Filho do professor Alfredo Coelho Barreto, João do Rio ingressou na carreira jornalística ainda adolescente, no jornal A Tribuna, de Alcindo Guanabara, com uma crítica da peça “Casa de Bonecas”, de Ibsen. Dias antes de completar 18 anos, publicou sua primeira coluna assinando como Claude, no jornal Cidade do Rio. Este periódico, de propriedade de José do Patrocínio, dedicava-se às discussões sobre a abolição da escravidão, dentre outros assuntos de interesse público do Brasil do século XIX. Nele, Paulo Barreto tratava de questões literárias como a importância de Dumas para a literatura, bem como discussões sobre o Realismo.

Mas foi na Gazeta de Notícias, onde escreveu de 1903 a 1915, que Paulo Barreto começou a assinar como João do Rio e se notabilizou.

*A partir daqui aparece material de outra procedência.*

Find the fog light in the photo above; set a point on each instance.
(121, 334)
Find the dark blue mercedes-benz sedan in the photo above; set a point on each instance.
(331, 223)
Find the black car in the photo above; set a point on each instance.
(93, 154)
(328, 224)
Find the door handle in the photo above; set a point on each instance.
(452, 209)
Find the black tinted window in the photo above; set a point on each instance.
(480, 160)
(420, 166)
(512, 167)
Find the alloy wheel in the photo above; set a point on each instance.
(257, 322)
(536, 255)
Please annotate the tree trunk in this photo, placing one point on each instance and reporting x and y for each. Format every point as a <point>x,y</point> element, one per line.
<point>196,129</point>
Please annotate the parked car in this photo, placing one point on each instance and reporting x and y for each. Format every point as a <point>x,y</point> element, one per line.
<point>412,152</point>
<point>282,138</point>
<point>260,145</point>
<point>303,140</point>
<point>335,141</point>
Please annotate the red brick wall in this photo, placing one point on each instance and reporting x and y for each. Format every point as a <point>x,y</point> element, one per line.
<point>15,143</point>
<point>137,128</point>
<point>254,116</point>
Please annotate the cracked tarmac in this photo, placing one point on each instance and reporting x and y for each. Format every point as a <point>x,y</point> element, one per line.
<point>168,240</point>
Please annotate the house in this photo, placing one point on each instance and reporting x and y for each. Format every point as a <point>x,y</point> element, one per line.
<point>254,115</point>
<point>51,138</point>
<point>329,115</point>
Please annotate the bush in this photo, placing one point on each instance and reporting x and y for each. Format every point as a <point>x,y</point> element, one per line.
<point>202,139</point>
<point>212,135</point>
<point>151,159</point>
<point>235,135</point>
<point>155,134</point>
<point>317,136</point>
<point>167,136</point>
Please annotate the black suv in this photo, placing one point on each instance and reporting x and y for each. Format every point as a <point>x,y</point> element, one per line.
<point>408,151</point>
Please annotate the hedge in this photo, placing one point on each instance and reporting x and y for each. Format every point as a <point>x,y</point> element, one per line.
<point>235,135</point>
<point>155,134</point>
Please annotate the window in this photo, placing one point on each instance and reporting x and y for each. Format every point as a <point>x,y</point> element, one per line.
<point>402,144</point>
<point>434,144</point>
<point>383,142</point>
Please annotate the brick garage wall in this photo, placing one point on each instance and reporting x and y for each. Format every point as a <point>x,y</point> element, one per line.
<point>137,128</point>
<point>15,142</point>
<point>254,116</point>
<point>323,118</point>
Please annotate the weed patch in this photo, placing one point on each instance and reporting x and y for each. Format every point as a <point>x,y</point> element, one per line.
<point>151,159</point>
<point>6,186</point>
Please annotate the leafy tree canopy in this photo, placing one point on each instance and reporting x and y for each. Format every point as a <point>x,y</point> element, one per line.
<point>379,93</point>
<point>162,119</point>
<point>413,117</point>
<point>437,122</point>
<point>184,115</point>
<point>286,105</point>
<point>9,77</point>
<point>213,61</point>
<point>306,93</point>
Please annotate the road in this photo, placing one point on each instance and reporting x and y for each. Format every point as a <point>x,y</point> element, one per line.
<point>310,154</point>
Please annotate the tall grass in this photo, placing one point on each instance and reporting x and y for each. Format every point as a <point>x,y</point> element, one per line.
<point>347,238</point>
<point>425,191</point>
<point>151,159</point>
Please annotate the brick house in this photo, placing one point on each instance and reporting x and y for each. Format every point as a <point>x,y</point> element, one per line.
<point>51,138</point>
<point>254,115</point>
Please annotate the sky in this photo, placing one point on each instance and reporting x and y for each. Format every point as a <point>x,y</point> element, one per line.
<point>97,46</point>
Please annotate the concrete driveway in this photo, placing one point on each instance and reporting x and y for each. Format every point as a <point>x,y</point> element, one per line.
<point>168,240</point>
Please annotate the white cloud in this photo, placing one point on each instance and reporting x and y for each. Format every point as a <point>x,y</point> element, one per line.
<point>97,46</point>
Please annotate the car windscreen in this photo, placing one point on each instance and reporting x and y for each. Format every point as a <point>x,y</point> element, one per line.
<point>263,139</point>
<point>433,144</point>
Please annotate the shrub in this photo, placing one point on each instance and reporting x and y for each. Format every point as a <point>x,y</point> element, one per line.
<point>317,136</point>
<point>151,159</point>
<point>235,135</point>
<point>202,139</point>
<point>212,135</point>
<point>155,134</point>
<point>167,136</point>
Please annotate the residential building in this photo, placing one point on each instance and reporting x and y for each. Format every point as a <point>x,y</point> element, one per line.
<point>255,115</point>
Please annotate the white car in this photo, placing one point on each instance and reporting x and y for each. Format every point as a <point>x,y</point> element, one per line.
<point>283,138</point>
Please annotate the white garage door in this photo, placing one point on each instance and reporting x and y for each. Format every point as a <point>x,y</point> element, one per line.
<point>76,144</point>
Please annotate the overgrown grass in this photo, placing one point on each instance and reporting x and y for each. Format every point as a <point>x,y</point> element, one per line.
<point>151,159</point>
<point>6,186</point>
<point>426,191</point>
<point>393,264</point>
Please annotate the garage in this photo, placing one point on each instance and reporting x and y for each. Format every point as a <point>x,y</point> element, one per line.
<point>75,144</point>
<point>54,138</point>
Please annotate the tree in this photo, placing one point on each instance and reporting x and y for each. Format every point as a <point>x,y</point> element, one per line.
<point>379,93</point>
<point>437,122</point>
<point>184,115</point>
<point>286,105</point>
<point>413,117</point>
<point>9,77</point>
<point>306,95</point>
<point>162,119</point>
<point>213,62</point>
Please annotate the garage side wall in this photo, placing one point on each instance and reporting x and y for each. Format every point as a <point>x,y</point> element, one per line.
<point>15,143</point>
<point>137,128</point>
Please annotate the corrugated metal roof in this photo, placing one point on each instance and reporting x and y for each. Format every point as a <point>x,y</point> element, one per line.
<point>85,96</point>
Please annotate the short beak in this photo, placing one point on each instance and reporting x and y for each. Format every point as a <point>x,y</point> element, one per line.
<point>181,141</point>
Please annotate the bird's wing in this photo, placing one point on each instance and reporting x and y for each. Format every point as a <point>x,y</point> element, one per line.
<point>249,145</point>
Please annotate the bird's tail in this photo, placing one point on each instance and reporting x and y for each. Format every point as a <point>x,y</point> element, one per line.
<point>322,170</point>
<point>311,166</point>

Ali, ele publicou muitas das crônicas e das pioneiras reportagens jornalísticas que renovaram a imprensa brasileira do início do século XX e que seriam posteriormente publicadas em livros de sucesso, como as polêmicas reportagens reunidas em “As Religiões no Rio”, as entrevistas de “Momento Literário” e a coluna O Cinematographo. Sua obra mais conhecida, “A Alma Encantadora das Ruas”, publicado em 1908, é uma coletânea de textos da Gazeta de Notícias e da Revista Kosmos que trazem um retrato vivo da cidade e de seus moradores, como por exemplo “Mulheres detentas”, “Comedores de ópio” e “Elogio do Cordão”. As composições descritivas da vida urbana do Rio produzidas por Paulo Barreto, atualmente são consideradas as primeiras análises antropológicas e sociológicas registradas no Brasil do início do século, não só pelo seu interesse em tipos característicos das culturas urbanas cariocas, mas também por suas observações diretas sobre a vida e a linguagem por eles utilizadas. Seu texto “A Cidade no Morro de Santo Antonio – impressão nocturna”, por exemplo, publicado na Gazeta de Notícias em 1908 e, posteriormente como “Os Livres Acampamentos da Miséria” no livro Vida Vertiginosa, conta sua ida ao Morro de Santo Antônio em busca do samba e traz um dos primeiros relatos da vida em uma favela da cidade.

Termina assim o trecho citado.